Traders in US government bonds are reporting that liquidity is as poor as it has been since the initial impact of the pandemic. Volatility in the bond market is as severe as it has been since March 2020.
With the meltdowns in the US and global equity and bond markets – the US sharemarket is down 25 per cent this year – a lot of cash is now sitting on the sidelines, adding to the illiquidity.
The UK experience exposed a previously little-recognised vulnerability in the UK financial system, the UK pension sector’s use of derivatives to help match its assets and liabilities.
When bond yields spiked massively in response to the Truss government’s tax cuts the funds were hit with losses on their positions and demands for collateral that could have rendered the sector insolvent almost overnight had the Bank of England not stepped in to support long bond prices.
Previous global financial crises have tended to start in dark corners of the system – like the US sub-prime mortgages market in 2008 or the Russian bonds crisis in 1998 that also blew up Long Term Capital Management – and the vastly increased financialisation of almost everything means the system is now as opaque and potentially dangerous, given the levels of global volatility and uncertainty, as it has ever been.

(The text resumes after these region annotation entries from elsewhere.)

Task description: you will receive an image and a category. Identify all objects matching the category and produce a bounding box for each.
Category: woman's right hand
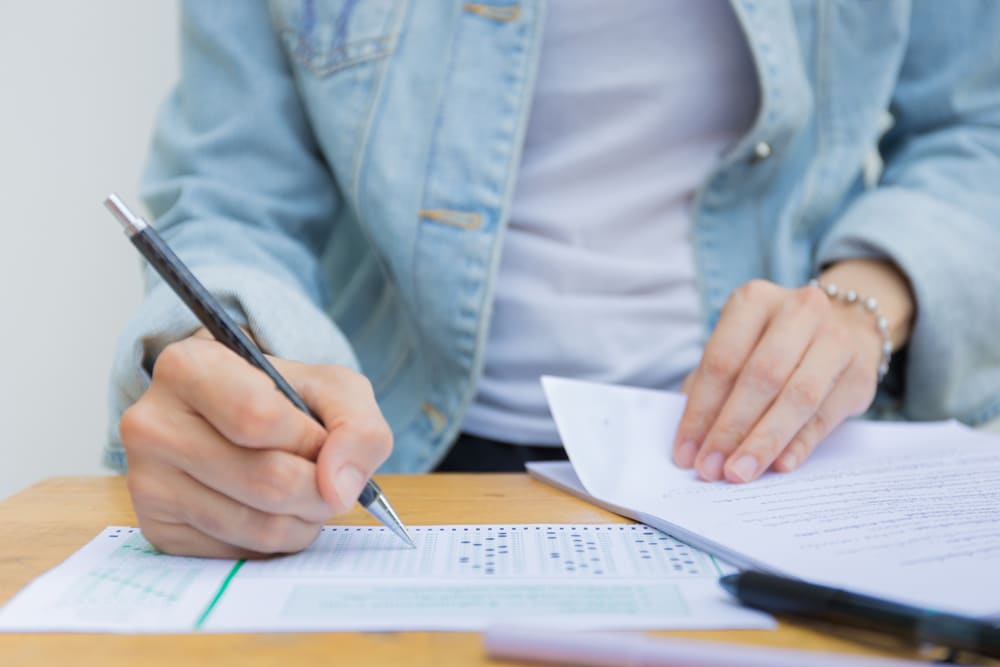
[119,330,392,558]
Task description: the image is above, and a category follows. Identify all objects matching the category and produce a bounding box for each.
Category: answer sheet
[0,524,773,633]
[544,378,1000,616]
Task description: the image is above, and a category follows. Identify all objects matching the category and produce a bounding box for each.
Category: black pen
[719,571,1000,658]
[104,194,415,547]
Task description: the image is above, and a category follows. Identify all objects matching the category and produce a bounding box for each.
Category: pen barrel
[130,227,323,424]
[737,572,1000,657]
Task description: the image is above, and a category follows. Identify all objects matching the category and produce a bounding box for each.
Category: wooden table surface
[0,474,984,667]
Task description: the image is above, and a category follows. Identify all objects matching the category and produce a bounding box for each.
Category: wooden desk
[0,474,984,667]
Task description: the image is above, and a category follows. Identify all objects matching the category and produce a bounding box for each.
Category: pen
[719,571,1000,657]
[483,627,927,667]
[104,193,415,547]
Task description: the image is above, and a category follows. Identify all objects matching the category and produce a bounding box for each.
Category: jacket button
[753,141,771,162]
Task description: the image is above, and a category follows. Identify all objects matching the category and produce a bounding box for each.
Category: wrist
[818,259,916,352]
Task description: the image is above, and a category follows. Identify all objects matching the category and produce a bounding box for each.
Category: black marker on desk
[104,194,415,547]
[719,571,1000,658]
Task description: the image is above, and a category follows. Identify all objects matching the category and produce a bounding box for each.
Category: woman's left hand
[673,260,914,482]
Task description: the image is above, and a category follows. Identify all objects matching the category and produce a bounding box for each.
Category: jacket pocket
[271,0,403,77]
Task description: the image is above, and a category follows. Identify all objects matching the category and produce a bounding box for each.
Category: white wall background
[0,0,178,498]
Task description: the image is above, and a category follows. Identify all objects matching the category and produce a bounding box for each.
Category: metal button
[753,141,771,162]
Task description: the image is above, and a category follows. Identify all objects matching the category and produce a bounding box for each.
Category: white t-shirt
[463,0,758,444]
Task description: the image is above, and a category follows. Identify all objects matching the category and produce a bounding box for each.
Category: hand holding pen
[105,195,412,558]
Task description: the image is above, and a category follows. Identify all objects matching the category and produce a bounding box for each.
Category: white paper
[543,378,1000,616]
[0,524,773,633]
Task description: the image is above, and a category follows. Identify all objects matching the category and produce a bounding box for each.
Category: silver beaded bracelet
[809,278,892,382]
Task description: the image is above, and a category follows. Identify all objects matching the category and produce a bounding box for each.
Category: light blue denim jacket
[105,0,1000,471]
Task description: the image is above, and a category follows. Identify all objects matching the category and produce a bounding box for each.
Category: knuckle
[233,391,284,437]
[701,350,738,380]
[747,359,785,396]
[356,419,393,460]
[733,278,774,303]
[793,287,833,318]
[702,422,747,453]
[125,469,159,506]
[250,450,303,511]
[827,326,854,350]
[787,377,825,411]
[118,399,164,458]
[138,516,177,555]
[153,341,197,384]
[796,412,835,444]
[252,515,309,554]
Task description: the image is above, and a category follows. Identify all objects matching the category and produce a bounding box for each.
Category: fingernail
[674,440,698,468]
[698,452,726,482]
[333,463,368,508]
[729,454,757,482]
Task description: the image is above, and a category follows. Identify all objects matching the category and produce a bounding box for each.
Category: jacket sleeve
[817,0,1000,424]
[104,1,357,470]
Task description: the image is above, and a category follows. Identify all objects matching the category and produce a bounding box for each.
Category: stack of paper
[530,378,1000,616]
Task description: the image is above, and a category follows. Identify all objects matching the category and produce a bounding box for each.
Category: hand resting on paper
[119,330,392,558]
[673,260,915,482]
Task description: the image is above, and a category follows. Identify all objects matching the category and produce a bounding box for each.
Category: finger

The Fed’s deputy chair, Lael Brainard, referred to the interactions between monetary policy and financial stability at a conference last Friday, saying that as monetary policy tightened globally to combat inflation it was important to consider how cross-border spillovers and spillbacks might interact with financial stability.

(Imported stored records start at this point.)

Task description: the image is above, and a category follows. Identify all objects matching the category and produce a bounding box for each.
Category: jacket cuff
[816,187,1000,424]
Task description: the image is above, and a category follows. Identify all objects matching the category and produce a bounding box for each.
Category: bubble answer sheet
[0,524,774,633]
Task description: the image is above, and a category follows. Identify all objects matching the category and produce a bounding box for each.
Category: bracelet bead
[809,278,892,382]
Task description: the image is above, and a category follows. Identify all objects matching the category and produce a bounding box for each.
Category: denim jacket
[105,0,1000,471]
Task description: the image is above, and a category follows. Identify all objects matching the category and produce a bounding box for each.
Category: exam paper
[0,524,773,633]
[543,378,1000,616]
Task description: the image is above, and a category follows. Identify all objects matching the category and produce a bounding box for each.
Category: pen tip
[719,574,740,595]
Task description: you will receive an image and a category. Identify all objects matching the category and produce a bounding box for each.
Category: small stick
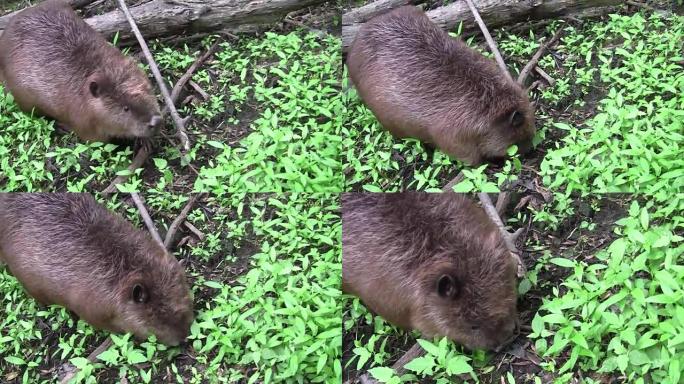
[183,221,204,240]
[131,192,164,245]
[118,0,190,152]
[466,0,513,80]
[534,67,556,85]
[188,80,210,101]
[102,145,151,195]
[164,193,204,249]
[59,337,112,384]
[171,39,221,108]
[518,28,563,84]
[477,192,526,278]
[102,40,219,195]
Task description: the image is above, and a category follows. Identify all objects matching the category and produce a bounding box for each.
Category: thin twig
[518,28,563,84]
[164,193,204,249]
[102,40,220,194]
[466,0,513,80]
[102,143,152,195]
[131,192,164,246]
[183,220,204,240]
[188,80,210,101]
[534,67,556,85]
[59,337,112,384]
[171,39,222,104]
[477,192,526,277]
[118,0,190,152]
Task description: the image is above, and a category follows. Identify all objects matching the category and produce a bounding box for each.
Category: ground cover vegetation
[343,4,684,383]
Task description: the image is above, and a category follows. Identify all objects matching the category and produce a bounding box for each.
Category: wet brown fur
[347,6,535,164]
[0,0,161,141]
[0,193,193,345]
[342,192,517,349]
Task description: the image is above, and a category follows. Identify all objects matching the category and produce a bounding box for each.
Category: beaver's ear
[437,275,460,299]
[508,109,525,128]
[89,80,100,97]
[131,283,150,304]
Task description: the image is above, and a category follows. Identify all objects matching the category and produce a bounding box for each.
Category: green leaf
[5,356,26,365]
[447,356,473,375]
[639,207,648,229]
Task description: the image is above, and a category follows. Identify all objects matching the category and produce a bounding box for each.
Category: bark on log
[0,0,325,40]
[342,0,623,52]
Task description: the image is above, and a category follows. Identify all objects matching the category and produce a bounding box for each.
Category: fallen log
[0,0,325,40]
[342,0,623,52]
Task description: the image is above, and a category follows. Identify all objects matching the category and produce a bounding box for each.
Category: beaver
[347,6,535,165]
[0,0,162,141]
[0,193,193,345]
[342,192,519,350]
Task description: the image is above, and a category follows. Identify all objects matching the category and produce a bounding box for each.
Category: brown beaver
[0,193,193,345]
[342,192,518,350]
[0,0,162,141]
[347,6,535,165]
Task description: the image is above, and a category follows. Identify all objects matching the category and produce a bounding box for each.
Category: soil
[342,1,670,384]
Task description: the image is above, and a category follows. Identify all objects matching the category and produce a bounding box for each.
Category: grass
[0,194,341,383]
[0,31,344,194]
[343,6,684,383]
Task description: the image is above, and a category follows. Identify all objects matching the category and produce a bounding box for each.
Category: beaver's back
[0,0,118,100]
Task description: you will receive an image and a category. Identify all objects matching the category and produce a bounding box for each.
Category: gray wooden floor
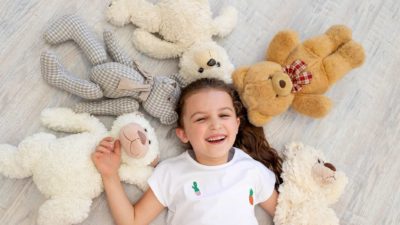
[0,0,400,225]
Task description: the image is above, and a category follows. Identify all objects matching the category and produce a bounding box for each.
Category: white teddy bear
[0,108,159,225]
[107,0,237,86]
[274,143,347,225]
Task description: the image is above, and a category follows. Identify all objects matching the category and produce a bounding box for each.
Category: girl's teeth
[207,136,225,141]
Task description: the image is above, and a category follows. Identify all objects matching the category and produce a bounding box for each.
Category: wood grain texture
[0,0,400,225]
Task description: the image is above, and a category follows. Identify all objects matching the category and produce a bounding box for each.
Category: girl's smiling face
[176,88,240,165]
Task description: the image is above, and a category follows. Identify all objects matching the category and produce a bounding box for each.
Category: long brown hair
[176,78,282,189]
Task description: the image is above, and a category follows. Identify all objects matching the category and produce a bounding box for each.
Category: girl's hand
[92,137,121,177]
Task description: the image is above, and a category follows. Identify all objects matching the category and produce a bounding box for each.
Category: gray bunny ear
[103,30,134,68]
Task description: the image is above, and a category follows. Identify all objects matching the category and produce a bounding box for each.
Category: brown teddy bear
[232,25,365,126]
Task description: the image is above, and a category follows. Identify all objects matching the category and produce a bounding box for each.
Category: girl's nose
[211,118,221,129]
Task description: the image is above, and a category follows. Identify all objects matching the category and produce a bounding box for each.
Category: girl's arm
[260,190,278,217]
[92,137,164,225]
[103,173,164,225]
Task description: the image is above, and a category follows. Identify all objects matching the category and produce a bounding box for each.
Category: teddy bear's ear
[232,67,249,92]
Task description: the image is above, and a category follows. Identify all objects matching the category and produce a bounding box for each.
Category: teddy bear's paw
[337,41,365,68]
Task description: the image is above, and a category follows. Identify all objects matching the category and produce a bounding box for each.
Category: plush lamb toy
[107,0,237,86]
[274,143,347,225]
[0,108,159,225]
[41,15,180,125]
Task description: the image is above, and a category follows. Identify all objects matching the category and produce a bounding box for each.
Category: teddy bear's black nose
[279,80,286,88]
[207,59,217,66]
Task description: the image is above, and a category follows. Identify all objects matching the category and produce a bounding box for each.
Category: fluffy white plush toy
[274,143,347,225]
[0,108,159,225]
[107,0,237,86]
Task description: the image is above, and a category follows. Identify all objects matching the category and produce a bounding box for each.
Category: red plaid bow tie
[282,59,312,93]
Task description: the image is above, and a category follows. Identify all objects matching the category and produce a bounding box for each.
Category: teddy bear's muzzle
[119,123,151,158]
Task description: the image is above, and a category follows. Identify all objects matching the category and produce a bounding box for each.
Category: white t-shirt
[148,148,275,225]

An increase in risk premiums, she said, could “kick of deleveraging dynamics as financial intermediaries de-risk” and shallow liquidity in some markets could become an “amplification channel” in the event of further adverse shocks.

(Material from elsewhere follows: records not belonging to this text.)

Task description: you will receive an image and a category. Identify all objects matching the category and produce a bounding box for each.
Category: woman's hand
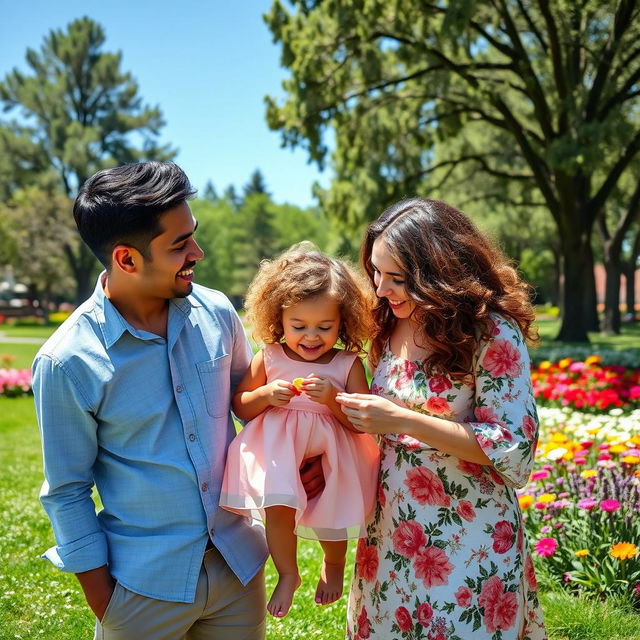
[336,393,408,435]
[263,380,297,407]
[302,373,336,404]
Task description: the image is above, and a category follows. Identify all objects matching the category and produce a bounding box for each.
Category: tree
[267,0,640,341]
[0,18,173,301]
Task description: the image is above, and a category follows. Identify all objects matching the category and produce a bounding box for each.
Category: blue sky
[0,0,330,206]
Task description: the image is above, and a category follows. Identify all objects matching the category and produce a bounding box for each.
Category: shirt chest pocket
[196,354,231,418]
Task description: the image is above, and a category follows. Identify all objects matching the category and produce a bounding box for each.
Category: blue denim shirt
[33,276,267,602]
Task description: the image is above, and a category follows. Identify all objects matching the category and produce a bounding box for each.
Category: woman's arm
[231,350,296,420]
[336,393,492,465]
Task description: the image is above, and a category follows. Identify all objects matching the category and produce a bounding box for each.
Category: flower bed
[531,356,640,411]
[518,408,640,605]
[0,369,32,398]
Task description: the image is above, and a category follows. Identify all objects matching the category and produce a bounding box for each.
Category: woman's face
[371,236,416,320]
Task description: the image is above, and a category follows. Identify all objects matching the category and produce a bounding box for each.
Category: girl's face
[282,293,341,362]
[371,237,416,320]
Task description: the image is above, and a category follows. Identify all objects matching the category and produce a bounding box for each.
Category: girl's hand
[302,373,337,404]
[263,380,296,407]
[336,393,409,435]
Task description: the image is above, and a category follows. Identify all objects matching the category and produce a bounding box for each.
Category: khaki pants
[94,549,266,640]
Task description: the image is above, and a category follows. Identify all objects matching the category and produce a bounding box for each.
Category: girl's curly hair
[245,242,375,351]
[361,198,537,380]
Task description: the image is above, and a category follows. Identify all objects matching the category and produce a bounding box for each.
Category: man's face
[138,202,204,300]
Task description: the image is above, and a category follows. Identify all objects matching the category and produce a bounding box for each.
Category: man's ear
[111,244,142,273]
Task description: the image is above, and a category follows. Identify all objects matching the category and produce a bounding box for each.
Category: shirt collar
[91,271,201,349]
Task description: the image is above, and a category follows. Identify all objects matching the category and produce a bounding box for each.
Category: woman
[338,199,546,640]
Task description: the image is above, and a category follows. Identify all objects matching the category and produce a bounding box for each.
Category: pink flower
[454,587,473,609]
[482,340,520,378]
[404,467,451,507]
[491,520,515,553]
[396,607,413,632]
[413,546,453,589]
[392,520,427,556]
[429,376,453,393]
[578,498,598,511]
[600,500,620,513]
[535,538,558,558]
[478,576,518,633]
[416,602,433,627]
[456,500,476,522]
[356,538,378,582]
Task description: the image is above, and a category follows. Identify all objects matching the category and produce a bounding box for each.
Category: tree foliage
[267,0,640,341]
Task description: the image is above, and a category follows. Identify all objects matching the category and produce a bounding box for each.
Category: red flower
[356,538,378,582]
[416,602,433,627]
[524,553,538,590]
[424,396,450,415]
[392,520,427,556]
[478,576,518,633]
[396,607,413,631]
[482,340,521,378]
[404,467,451,507]
[456,500,476,522]
[413,546,453,589]
[491,520,514,553]
[429,376,453,393]
[454,587,473,609]
[358,607,371,638]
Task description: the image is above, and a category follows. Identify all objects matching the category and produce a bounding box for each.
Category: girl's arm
[231,350,295,420]
[302,358,369,433]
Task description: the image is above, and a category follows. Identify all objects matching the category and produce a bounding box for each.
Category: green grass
[0,398,640,640]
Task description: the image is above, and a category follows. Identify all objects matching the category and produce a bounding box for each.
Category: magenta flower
[600,500,620,513]
[535,538,558,558]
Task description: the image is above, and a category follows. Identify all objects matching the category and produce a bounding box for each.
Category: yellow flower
[518,495,533,509]
[609,542,638,560]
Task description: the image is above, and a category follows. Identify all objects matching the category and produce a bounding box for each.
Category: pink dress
[220,344,379,540]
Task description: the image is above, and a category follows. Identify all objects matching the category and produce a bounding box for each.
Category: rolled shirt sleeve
[33,355,108,573]
[469,318,538,488]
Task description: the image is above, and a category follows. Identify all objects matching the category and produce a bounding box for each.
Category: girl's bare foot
[267,573,302,618]
[316,560,344,604]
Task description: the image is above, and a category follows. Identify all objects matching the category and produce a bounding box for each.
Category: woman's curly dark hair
[245,242,375,351]
[361,198,537,380]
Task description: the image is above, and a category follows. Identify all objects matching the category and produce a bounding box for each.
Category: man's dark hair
[73,161,195,269]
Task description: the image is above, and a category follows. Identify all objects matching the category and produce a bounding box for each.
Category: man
[33,162,321,640]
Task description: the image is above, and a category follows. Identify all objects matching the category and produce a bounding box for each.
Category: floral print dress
[347,316,547,640]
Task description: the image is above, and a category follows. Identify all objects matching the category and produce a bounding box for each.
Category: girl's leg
[316,540,347,604]
[265,506,301,618]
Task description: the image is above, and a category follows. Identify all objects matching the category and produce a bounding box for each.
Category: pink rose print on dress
[413,546,453,589]
[478,576,518,633]
[456,500,476,522]
[416,602,433,627]
[424,396,451,416]
[404,467,451,507]
[358,607,371,639]
[429,376,453,393]
[392,520,427,556]
[395,607,413,632]
[453,587,473,609]
[482,340,520,378]
[356,538,378,582]
[491,520,515,553]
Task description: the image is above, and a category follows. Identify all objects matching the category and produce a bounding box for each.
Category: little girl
[220,244,379,617]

Credit Suisse’s woes have markets jittery. Credit:Bloomberg
The UK experience could be said to contain some of those cross-border spillover effects and was amplified by the shallow liquidity in its own and global bond markets.
It is no wonder there are frissons of fear coursing through financial markets, with investors and others searching for new flashpoints.
The social media speculation around Credit Suisse’s stability is a case in point.
There are a lot of potential flashpoints for a new crisis and the system will remain vulnerable until monetary policies within the major economies are more in sync and markets are more stable and liquid.
The Swiss banking giant’s share price has collapsed this year, tumbling 63 per cent. There’s no doubt that after costly debacles like Archegos Capital, where it lost $US5.1 billion and the Greensill debacle ($US1.72 billion of losses), among others, the bank’s investment banking division has undermined its stability. Spreads on its credit default swaps (insurance against defaults) have blown out dramatically.
The bank spent the weekend trying to reassure shareholders, clients and counter parties that it has sufficient liquidity and capital to fund a restructuring after social media was (and is) full of damaging speculation (and lots of memes). Observers are searching for the next Lehman Brothers.
If history echoes rather than repeats it is probably more likely that any threat to global financial stability will, as the UK experienced last week, come from a collision at the intersection of global and local monetary and fiscal policies that exposes some previously unrecognised vulnerability within the shadows of the system rather than within a banking system that is more stringently regulated and far better capitalised than it was in 2008.
What is apparent, however, is that there are a lot of potential flashpoints for a new crisis and the system will remain vulnerable until monetary policies within the major economies are more in sync and markets are more stable and liquid. That could take a while and involve more moments like those the UK experienced last week.